クレソンを使った鍋は、映画「失楽園」で主人公の2人が死ぬ直前に食事をするシーンでも登場しています。ちょっとほろ苦く、鍋全体の味を引き締めるクレソンは、男女の仲を表すのにピッタリの食材かもしれませんね。
材料<レシピ(分量:4人分)> 作り方
クレソン…3束
鶏むね肉…300g
コンソメスープ…800ccの湯にコンソメキューブ2個
黒こしょう…少々
白菜・エリンギ・ニンジン…好みで適量
<鶏つみれの調味料>
塩…小さじ2/3
ネギのみじん切り…1/2本
生姜のみじん切り…大さじ1
日本酒…大さじ2
玉子…1個
魚醤(ナンプラーやニョクマムでもよい)
…小さじ1
(1) 鶏胸肉の皮をのぞき、適当な大きさにカットし、フードプロセッサーに鶏肉と鶏つみれの調味料を入れ、ミンチにする。
(2) 土鍋にコンソメスープを入れ、煮立ったら(1)をスプーンですくって加え、白菜、クレソン、エリンギ、人参を適宜加えて火が通ったら器にスープと一緒に取り、上からひきたての黒こしょうをかけていただく。

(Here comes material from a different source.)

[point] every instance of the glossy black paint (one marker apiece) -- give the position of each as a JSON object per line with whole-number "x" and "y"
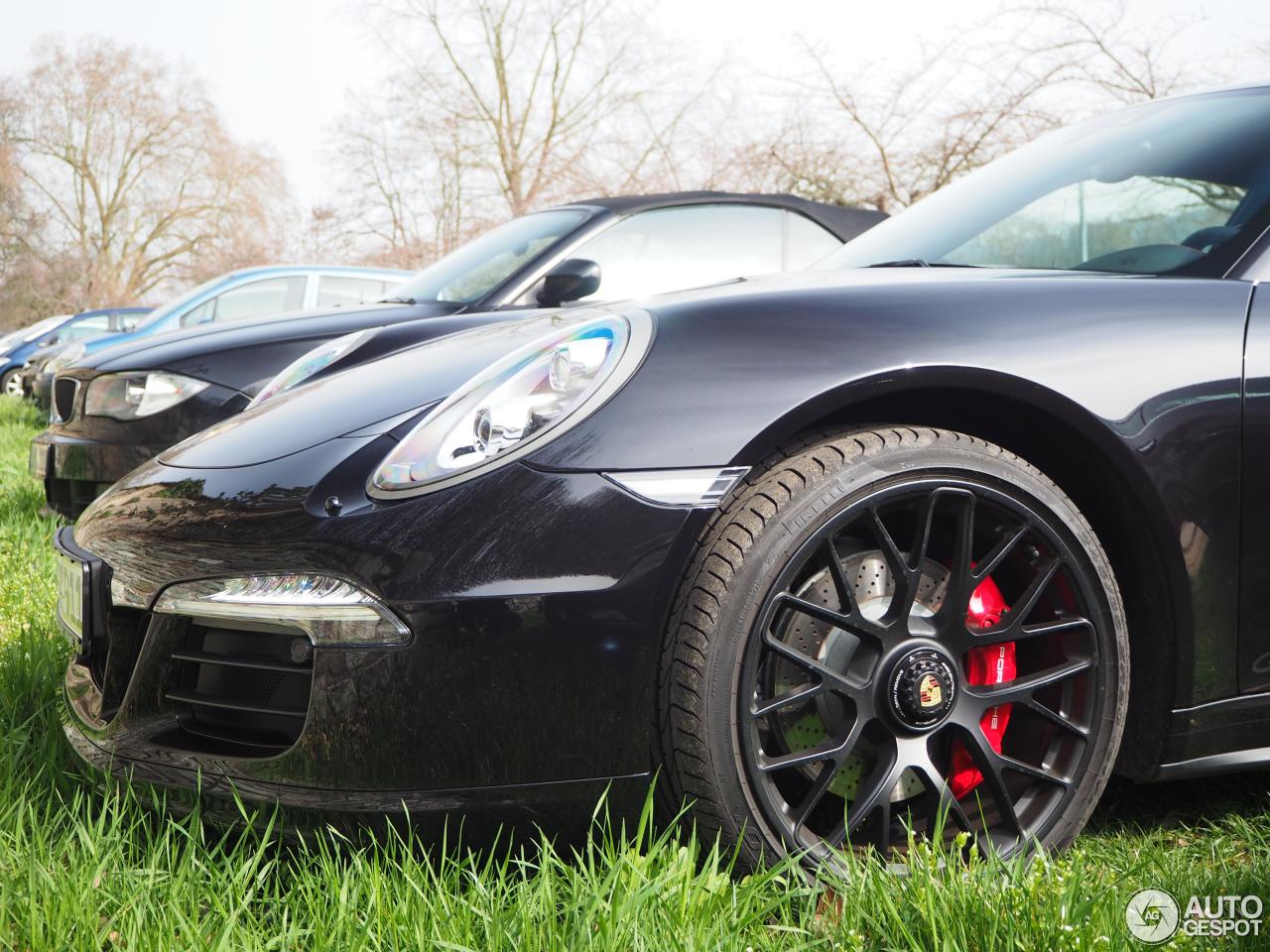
{"x": 539, "y": 592}
{"x": 241, "y": 358}
{"x": 1254, "y": 662}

クレソンは一度に全部加えず、食べながら加えていくと香りも食感も楽しめる。

番外編どぜう鍋
一般の家庭ではなかなか作ることができませんが、「どぜう鍋」も東京の伝統ある鍋料理。これを始めたのは、浅草にある老舗店「駒方どぜう」で1801年のこと。まず生きたままのドジョウにたっぷり酒を振り掛け、酔っ払った状態にします。それをじっくり煮ることで、泥臭さが消えて骨まで柔らかくなるというわけです。食べるときは甘辛い割下を加えながら大量のネギとともに。山椒や七味唐辛子との相性も抜群ですよ!
ちょっとウンチク! ちょっとウンチク!
ちなみに、「どぜう」という書き方は「駒方どぜう」さんのオリジナル。最初に考案した初代の店主が、「どじょう」だと4文字で縁起が悪いから、といってそのような書き方にしたのだといいます。名前まで生み出すなんて、すごいですよね。